Green Carnation's Light of Day, Day of Darkness is a phenomenal Progressive/Doom/Gothic Metal album and it is done by excellent songwriting and interconnectivity. When the album breaks away from the Doom metal mold, it produces some beautiful interludes. The hooks are plentiful and the production is solid, if a little patchy. A lot of people listen to Dopesmoker when they want to get high and sucked away into that musical world. I listen to Light of Day, Day of Darkness for that rush. And I don't even need drugs to get there!
I'm really glad I came back and checked this one out because, for me, it shows how much my musical taste has grown throughout the years. I used to be a massive Dream Theater and Prog Metal guy, in awe of their 20+ minute songs and insanely technical writing and somewhat random transitions. However, over the years, I've gotten tired of that kind of "whiplash Prog Metal", and Green Carnation's extremely cohesive and gradual style is now much more appealing to me. The whole thing is superbly written and has great pacing, even though the album is generally more low energy than most Prog Metal since it dives into Doom/Gothic themes for its massive climaxes. There's a great deal of variety stuffed in here, especially with the sax/vocal interlude, and it all comes together like very few hour long tracks can.

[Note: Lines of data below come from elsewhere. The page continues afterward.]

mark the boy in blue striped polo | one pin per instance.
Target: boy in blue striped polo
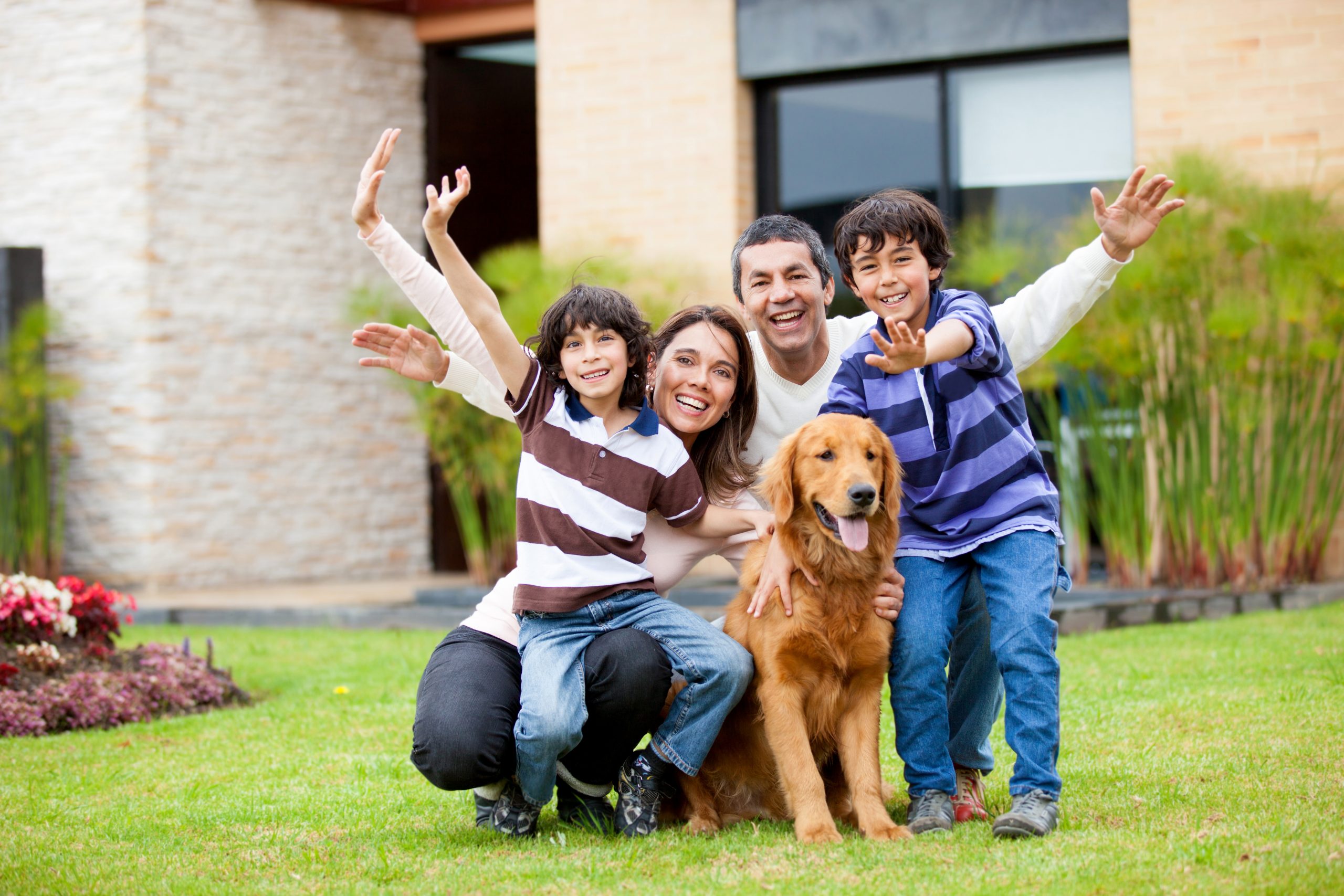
(936, 378)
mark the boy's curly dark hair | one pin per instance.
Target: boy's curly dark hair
(893, 213)
(588, 305)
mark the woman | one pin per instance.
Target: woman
(468, 700)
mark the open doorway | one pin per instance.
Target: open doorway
(480, 111)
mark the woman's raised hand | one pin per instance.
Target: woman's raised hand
(366, 195)
(441, 205)
(412, 352)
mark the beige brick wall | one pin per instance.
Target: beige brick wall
(1260, 81)
(644, 132)
(188, 168)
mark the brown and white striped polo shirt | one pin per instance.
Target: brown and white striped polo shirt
(584, 498)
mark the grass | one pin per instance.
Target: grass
(1196, 758)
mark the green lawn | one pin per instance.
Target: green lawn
(1202, 758)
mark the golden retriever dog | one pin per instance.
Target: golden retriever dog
(835, 487)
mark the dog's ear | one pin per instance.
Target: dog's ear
(891, 476)
(777, 484)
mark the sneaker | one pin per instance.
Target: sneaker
(512, 815)
(640, 789)
(1034, 815)
(968, 804)
(581, 810)
(930, 810)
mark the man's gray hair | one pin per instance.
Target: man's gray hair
(788, 229)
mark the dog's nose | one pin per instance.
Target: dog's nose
(863, 495)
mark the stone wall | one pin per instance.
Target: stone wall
(188, 171)
(1260, 82)
(644, 132)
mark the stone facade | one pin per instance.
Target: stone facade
(188, 167)
(644, 132)
(1260, 82)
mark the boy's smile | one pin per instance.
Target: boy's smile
(893, 280)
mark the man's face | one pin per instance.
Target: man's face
(893, 280)
(784, 296)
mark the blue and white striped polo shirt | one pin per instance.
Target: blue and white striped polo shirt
(960, 430)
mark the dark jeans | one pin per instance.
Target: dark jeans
(468, 703)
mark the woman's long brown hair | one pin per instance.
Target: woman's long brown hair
(717, 452)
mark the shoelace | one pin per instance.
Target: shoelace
(1031, 803)
(924, 806)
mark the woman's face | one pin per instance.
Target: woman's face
(695, 379)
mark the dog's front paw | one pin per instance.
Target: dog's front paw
(890, 830)
(817, 832)
(704, 825)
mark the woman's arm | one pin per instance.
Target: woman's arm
(476, 297)
(424, 285)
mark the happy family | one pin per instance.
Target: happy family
(873, 479)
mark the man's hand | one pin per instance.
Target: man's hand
(776, 573)
(1132, 219)
(891, 596)
(905, 352)
(366, 195)
(441, 206)
(412, 352)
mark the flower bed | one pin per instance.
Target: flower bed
(59, 668)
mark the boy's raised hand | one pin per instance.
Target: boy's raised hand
(1132, 219)
(905, 352)
(412, 352)
(370, 178)
(441, 206)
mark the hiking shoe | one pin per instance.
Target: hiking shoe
(968, 804)
(930, 810)
(640, 787)
(512, 815)
(1034, 815)
(581, 810)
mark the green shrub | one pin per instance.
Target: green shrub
(1206, 392)
(32, 499)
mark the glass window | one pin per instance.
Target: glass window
(1026, 143)
(843, 140)
(1028, 140)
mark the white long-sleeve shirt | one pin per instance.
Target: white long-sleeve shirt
(1030, 324)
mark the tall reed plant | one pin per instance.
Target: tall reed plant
(32, 469)
(1208, 388)
(479, 453)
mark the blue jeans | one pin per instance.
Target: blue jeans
(1019, 574)
(550, 722)
(975, 687)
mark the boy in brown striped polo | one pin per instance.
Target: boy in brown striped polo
(596, 461)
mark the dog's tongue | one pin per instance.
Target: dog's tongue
(854, 531)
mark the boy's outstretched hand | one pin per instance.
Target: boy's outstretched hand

I think I've grown to appreciate the progression of melodies and ideas more and more as I've drifted away from the likes of Dream Theater. Tracks like "Octavarium" and "Metropolis Pt. 2" are obviously stunning and impressive, but they're an entirely different beast compared to this. DT's brand of Prog lives off of subverting the listener's expectations by constantly swapping between ideas that sometimes have nothing to do with one another and are there to just sound cool. Light of Day, Day of Darkness has almost none of this and while it requires more patience to really get a solid listen out of it, the payoff is definitely worth it. I can see why people were so hyped up about Green Carnation's return album this year and while I wasn't too impressed with that one, I'm glad I finally came back and got to appreciate this album from them.
Cheers for the rec, Daniel! Here's my review summary:
Progressive metal is one of the most characteristically difficult genres of all time, when it comes to playing, composing, and sometimes listening. If you're an expert at composing excellent progressive music, you'll create wonderful results, otherwise everything would be incorrect. If you're new creating progressive metal, surely a 10-minute epic would be difficult to start with, but it's still easy to keep interesting. It would definitely be more difficult to attempt a 20-minute track with half of it is long instrumental sections and the other half is filled with ambitious vocals, all with no coherent pace. You can even challenge yourself further with 30 minutes. Now 60 minutes, an exact hour, THAT's the ultimate challenge! You have to be the master of getting used to prog to enjoy this hour-long epic, Green Carnation's Light of Day, Day of Darkness! Green Carnation's music for this album can be described as progressive metal with slight doom. Dark sorrow in the atmosphere fits well with the high-quality composition. Probably a third (20 minutes) of the track is instrumental while not straying away from the concept, with a continuous pattern throughout the progressive complexity. Unlike Dream Theater or Rush, the album is more doom-inspired than upbeat, including the mid-range vocals and the riffs that contain slow dark heaviness to fit nicely with the sorrowful leads. The album also includes saxophone, sitar, strings, synthesizers, and other instruments starting with "S", greatly enhancing the guitar and atmosphere. Everything flows without being too loose or out of place (for the most part). This is a must-have for all progressive metal fans, and while I didn't start my prog journey here, for anyone wanting to start on this genre for the first time....welcome!